Kreston Reeves
- Native name: Kreston Reeves LLP
- Type: Private
- Industry: Financial services
- Headquarters: Canterbury, UK
- Area served: UK
- Key people: Richard Spofforth (Managing Partner)
- Services: Accountancy services, audit and assurance services, corporate financing, forensic accounting, tax services, wealth management
- Parent: AAB

= Kreston Reeves =

UK accountancy firm

Kreston Reeves is an accountancy and financial services firm based in the United Kingdom with seven offices across London and the South East of England. Since July 2026 it has been part of AAB, a professional services group operating across the UK and Ireland, and acts as the group's hub for London and the South East. The firm has 447 employees and 49 partners. It is part of the Kreston Global network and one of only a few companies in the sector to have achieved B-Corp™ certification.
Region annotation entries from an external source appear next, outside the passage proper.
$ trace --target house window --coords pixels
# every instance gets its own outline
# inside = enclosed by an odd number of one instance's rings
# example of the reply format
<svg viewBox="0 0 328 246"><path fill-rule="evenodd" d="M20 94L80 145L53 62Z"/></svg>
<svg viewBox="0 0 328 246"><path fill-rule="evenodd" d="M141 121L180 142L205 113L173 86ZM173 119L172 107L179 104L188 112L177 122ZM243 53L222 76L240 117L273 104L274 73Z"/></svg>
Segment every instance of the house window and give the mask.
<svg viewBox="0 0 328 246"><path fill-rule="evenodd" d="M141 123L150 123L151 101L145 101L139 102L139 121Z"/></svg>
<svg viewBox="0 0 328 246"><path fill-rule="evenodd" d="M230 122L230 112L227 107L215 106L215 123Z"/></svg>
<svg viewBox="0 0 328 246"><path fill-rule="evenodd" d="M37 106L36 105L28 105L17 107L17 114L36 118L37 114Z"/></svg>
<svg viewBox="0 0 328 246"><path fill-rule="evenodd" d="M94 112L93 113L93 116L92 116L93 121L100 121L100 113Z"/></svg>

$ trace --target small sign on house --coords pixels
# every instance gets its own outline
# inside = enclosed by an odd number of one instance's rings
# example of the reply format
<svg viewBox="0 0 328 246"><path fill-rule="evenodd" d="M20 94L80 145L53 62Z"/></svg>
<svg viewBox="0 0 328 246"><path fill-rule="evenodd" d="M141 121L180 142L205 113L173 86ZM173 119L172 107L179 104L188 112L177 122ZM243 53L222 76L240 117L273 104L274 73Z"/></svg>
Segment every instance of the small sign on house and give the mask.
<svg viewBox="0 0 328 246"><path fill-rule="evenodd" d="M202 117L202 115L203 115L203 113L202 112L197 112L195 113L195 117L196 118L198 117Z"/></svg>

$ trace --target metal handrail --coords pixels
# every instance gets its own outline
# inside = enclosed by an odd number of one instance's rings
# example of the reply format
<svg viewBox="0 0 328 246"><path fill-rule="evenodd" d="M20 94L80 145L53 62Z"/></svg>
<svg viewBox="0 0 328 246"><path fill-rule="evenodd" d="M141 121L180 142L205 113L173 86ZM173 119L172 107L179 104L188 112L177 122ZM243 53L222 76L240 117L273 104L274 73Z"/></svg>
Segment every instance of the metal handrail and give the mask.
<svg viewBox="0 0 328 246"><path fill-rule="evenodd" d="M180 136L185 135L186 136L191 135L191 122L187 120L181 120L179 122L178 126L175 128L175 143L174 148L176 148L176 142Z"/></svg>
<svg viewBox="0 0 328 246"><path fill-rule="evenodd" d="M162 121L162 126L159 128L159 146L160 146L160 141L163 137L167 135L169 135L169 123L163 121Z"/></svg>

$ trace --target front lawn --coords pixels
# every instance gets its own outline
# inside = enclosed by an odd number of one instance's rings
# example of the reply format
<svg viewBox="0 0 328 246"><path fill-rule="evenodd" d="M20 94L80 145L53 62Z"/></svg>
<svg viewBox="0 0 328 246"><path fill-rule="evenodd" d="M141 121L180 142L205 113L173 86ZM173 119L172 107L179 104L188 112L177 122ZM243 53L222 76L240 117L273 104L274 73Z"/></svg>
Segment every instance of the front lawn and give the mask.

Along with others in the sector, in 2025 Kreston Reeves highlighted the increased focus of the UK tax authorities on individuals earning over £200K per year.

In 2025 Accountancy Today ranked the firm 24th in the UK.

== History ==

The firm originated with the formation of Worsfold, a land, insurance and stockbrokers in Dover, by James Worsfold in 1821. This firm became Neylan & Co., which merged with Reeves & Young in 1967. In 2015 the company rebranded to Kreston Reeves.

In 2016 Kreston Reeves merged with Spofforths.

The firm merged with Munslaws in 2017.

In 2018 the firm merged with Samcorp, a corporate finance specialist.

Richard Spofforth was elected managing partner on August 1 2025, replacing Nigel Fright.

== Merger with AAB ==
In February 2026 Kreston Reeves announced that it had agreed to combine with AAB, an accountancy and professional services firm headquartered in Aberdeen which had been majority-owned by Goldman Sachs Alternatives since 2025. The transaction, which was subject to regulatory approval, completed on 1 July 2026.

The combined group has annual revenues of more than £200 million and around 1,800 employees across 23 locations in the UK and Ireland. Kreston Reeves operates as AAB's hub for London and the South East, retaining its existing offices.